The New PE Ratio: Price to Ego

I’ve been in the markets a decade and a half and I don’t know what the fuck kind of Wild West dick-measuring contest this thing has turned into…

David Einhorn’s latest 13D filing shows that he loaded up on shares of Apple – raising his stake by 50% –  just before bringing a lawsuit demanding some kind of convoluted preferred dividend scheme. I must have had the abridged version of Graham and Dodd because I can’t remember the chapter in ‘Security Analysis’ that teaches Lawyer Selection in value investing.

In the Price to Ego market, with deep enough pockets your trade can never be wrong, you just need the courts to prove it.

And with the amended 13D filed last night, we now know that Carl Icahn is officially out to destroy Bill Ackman’s career and sink his Pershing Square fund. Icahn is now a 13% stakeholder in Herbalife – a stock which Pershing Square has turned into the World’s Fair of Short Positions. The old lion’s got a host of quasi-related entities lined up to take a parasitic pyramid scheme private, at god knows what price, just to rip the overconfident short-seller’s throat out. Ackman told CNBC this morning that he’s basically unfazed by the potential squeeze Carl has put on him and, oh, by the way, (yawn), what’s for breakfast?  Only mighty Zeus, explaining away his ongoing paternity of human children with earth-bound maidens under Hera’s glare, could possibly be quite this blasé.

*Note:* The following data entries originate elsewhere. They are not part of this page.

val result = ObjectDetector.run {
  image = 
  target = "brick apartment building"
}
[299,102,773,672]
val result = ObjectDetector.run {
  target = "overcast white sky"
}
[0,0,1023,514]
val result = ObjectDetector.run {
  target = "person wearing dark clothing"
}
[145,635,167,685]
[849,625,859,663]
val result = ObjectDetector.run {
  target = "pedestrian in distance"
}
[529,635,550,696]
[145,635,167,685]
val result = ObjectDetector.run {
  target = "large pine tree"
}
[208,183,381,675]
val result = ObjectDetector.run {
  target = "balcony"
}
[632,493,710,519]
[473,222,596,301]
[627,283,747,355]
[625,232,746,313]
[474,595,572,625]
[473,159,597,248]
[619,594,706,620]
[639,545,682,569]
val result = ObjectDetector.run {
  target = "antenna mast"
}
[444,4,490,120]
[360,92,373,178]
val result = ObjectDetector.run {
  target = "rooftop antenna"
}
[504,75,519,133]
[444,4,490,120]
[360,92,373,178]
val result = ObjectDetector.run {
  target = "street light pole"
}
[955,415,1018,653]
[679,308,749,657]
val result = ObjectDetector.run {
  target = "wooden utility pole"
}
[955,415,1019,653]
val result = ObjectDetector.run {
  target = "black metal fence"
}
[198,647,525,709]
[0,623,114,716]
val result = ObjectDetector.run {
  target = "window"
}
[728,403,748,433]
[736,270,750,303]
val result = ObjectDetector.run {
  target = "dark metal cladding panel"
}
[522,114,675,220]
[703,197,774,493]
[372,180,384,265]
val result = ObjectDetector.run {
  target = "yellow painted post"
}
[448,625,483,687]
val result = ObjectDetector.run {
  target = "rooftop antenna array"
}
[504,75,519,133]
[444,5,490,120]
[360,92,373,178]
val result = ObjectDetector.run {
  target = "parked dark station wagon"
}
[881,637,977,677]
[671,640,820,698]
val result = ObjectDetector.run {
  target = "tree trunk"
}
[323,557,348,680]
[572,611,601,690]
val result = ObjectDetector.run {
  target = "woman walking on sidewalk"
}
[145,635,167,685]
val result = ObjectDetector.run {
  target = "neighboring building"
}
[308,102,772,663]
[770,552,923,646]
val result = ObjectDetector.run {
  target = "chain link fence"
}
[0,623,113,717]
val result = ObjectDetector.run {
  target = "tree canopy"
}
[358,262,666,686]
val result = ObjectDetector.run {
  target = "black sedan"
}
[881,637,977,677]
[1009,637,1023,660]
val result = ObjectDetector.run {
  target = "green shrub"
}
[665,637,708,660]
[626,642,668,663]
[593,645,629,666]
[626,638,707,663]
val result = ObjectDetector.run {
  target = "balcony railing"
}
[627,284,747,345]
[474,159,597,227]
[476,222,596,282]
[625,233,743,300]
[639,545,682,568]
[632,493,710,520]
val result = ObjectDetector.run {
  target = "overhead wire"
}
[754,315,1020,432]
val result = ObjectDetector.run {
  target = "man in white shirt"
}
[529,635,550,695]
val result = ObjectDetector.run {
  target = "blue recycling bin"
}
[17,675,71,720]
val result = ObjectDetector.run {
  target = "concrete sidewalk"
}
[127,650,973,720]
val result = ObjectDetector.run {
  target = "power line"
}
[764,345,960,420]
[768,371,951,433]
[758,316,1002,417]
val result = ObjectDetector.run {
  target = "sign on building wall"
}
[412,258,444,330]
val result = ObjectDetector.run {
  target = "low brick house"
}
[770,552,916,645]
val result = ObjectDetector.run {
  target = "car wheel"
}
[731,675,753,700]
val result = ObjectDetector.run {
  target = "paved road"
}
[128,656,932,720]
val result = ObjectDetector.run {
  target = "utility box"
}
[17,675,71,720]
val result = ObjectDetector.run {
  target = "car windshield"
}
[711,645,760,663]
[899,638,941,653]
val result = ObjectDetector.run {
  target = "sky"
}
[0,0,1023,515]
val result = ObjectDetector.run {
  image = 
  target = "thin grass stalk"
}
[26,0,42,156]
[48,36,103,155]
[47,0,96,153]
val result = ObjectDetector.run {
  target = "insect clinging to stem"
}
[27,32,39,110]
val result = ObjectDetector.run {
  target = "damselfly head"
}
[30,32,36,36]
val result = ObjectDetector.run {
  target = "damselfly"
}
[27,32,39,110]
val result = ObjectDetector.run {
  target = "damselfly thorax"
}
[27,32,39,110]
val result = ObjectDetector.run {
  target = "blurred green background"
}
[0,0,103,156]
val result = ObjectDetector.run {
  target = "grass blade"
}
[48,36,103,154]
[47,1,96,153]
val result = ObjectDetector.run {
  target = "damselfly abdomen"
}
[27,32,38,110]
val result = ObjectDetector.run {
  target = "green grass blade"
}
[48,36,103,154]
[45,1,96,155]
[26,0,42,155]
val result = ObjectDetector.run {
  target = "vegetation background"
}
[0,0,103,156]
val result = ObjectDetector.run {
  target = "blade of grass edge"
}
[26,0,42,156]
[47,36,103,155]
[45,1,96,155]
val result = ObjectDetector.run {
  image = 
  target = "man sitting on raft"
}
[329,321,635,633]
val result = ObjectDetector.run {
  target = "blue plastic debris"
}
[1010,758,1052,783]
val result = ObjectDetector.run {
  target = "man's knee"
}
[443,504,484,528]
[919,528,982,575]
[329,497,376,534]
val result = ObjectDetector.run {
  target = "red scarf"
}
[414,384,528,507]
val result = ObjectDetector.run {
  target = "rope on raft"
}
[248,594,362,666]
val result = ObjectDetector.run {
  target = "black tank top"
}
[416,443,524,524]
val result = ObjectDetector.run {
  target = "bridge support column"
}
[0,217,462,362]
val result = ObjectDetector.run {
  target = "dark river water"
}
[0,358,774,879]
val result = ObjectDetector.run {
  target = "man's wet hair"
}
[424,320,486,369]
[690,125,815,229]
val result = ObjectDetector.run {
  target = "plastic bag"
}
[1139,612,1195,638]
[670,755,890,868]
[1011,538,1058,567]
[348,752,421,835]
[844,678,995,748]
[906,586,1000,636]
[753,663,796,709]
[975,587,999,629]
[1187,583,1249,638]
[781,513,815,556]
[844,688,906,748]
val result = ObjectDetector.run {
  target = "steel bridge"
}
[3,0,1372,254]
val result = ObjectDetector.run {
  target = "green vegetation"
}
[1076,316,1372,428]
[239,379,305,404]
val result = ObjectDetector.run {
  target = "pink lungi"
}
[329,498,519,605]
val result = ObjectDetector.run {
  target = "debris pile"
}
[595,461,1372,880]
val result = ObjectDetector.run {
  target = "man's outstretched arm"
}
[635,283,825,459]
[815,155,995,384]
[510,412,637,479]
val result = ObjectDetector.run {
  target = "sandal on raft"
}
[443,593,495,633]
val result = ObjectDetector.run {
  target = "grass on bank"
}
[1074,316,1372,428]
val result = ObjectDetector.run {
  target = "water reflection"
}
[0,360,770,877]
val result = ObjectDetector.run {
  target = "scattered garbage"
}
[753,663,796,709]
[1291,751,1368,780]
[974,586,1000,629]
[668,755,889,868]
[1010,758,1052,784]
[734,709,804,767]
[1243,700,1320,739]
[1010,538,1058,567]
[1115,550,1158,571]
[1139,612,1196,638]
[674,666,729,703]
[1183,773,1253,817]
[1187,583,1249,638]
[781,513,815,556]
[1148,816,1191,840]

In the meantime, JC Penney, Ackman’s other big tentpole position, may now be traded as a proxy for Pershing’s solvency.

If you think any of this shit is trading based on fundamentals or technicals, you’re basically like a clown in the zoo.

The 2013 Wall Street maxim is: Buy on the lawsuit, sell on the CNBC appearance.

Price to Ego is a very difficult metric with which to invest.